From the vendor perspective there has been a lot of 'over promising' that has failed to materialise. 'Nothing new there', the cynics might suggest.
The challenge during one POC was to run an existing batch suite of SQL against a relatively simple schema lifted from the EDW as part of an EDW-offloading test.
The POC was to be attempted using a Hadoop stack running Hive, and was categorised by the vendor as 'just a SQL race'. Given the stature of the vendor we reasonably assumed their confidence was well placed. How wrong we were - the SQL failed a few steps in. Very many tickets later, still no joy. EDW offloading? Err, no. EDW replacement? LMAO!
The point is, our real-world experiences bear out the main thrust of the article: the rush to get involved with Hadoop has *largely* been done without any real understanding of it and the failure to get it working, for whatever reason, has led to a lot of disillusionment and/or stagnation.
First of all, be honest with yourself: you're probably not Google, Facebook or Yahoo.
These companies conceived, designed & built the Hadoop ecosystem out of necessity. They have <understatement>slightly</understatement> different challenges to yours.
They also have a vastly different set of in-house skills. You're probably a bank, a retailer, a manufacturer, a telecoms company or the like. You simply don't possess the engineering capability that the 'Hadoop crowd' take for granted. Your salary scales also don't allow the required talent to be hired. That's before we take your location, stock options & 'coolness' into account!
When considering *any* new technology, it should always be apparent what extra capability is on offer, and what specific business benefit that capability delivers. Implicitly, this should be something we can't already achieve with the tools at our disposal.
On a personal note, the adage that "there's nowt new under the sun" is my default starting position. Greater minds than mine think there is a lack of novelty with MapReduce. We've had parallel data processing for decades. Bah humbug, etc.
Before any technology POC (Hadoop included) gets off the ground, the business case in the form of potential ROI should be established, as we all know.
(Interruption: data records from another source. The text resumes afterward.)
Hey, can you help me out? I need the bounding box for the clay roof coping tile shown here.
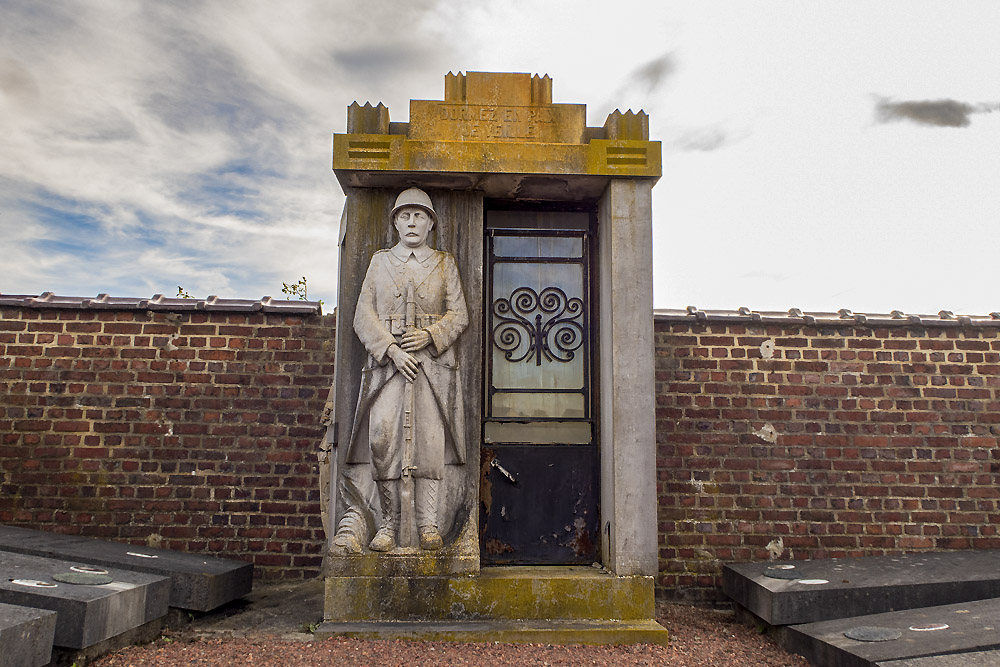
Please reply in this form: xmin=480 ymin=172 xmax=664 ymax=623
xmin=0 ymin=292 xmax=323 ymax=315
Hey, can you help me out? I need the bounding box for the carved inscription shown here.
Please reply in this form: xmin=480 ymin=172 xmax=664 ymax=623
xmin=438 ymin=104 xmax=557 ymax=141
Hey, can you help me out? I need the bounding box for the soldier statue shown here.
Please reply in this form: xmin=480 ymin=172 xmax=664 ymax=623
xmin=346 ymin=188 xmax=469 ymax=552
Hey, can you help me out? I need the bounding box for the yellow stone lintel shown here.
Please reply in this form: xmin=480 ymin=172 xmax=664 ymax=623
xmin=333 ymin=134 xmax=661 ymax=181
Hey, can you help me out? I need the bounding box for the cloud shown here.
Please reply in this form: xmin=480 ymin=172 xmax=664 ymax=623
xmin=674 ymin=127 xmax=730 ymax=152
xmin=626 ymin=52 xmax=677 ymax=93
xmin=875 ymin=97 xmax=1000 ymax=127
xmin=0 ymin=0 xmax=449 ymax=304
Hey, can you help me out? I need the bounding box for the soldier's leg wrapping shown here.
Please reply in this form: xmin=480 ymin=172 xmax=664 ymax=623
xmin=415 ymin=477 xmax=443 ymax=550
xmin=368 ymin=479 xmax=399 ymax=551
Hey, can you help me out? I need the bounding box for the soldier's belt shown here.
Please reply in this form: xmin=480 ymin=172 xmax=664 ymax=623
xmin=385 ymin=314 xmax=441 ymax=336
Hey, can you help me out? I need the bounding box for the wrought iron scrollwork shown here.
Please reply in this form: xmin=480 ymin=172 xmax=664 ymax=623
xmin=492 ymin=287 xmax=584 ymax=366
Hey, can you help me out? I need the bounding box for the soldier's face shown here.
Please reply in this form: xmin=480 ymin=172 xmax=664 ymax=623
xmin=393 ymin=206 xmax=434 ymax=248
FOMO and 'keeping up with the Joneses' does not a business case make, no matter how much Kool-Aid is on offer.
During the ROI assessment, it's all too easy to tot up the potential project benefits without being honest about the costs. Hadoop stacks aren't free, no matter how much IT bang on about open source software, commodity servers/storage & vendor consulting support. Look at the amount of in-house resource required and the costs add up very quickly.
As several of our clients have rightly concluded, in most instances, Hadoop is a classic case of a solution looking for a problem - a problem that simply doesn't exist for most organisations.
US tech companies assume the rest of the world operates at the same scale as the US. We simply don't. Most organisations in the UK and Europe that we've encountered over the years operate at the 1-20TB scale. Over 100TB is rare. The case for a data processing stack running hundreds or even thousands of nodes simply doesn't exist.
To underpin wider adoption, the recent focus has been to polish 'SQL on HDFS'. This leads neatly back to where we started: the SQL compliant parallel data warehouse i.e. a database!
Prove us wrong by all means, but it is our belief that 99% of organisations can deliver 99% of their data analytics requirements without resort to a 'Hadoop stack'. Go back and give the data warehouse you take for granted some love :-)
We've yet to hear of a *single* case where an existing RDBMS data warehouse has been ditched for a Hadoop stack. Not one.
So, is Hadoop failing? No, not when used by the few organisations that have the right problem & skills.
Are Hadoop projects failing for lots of other organisations? Yes, mostly.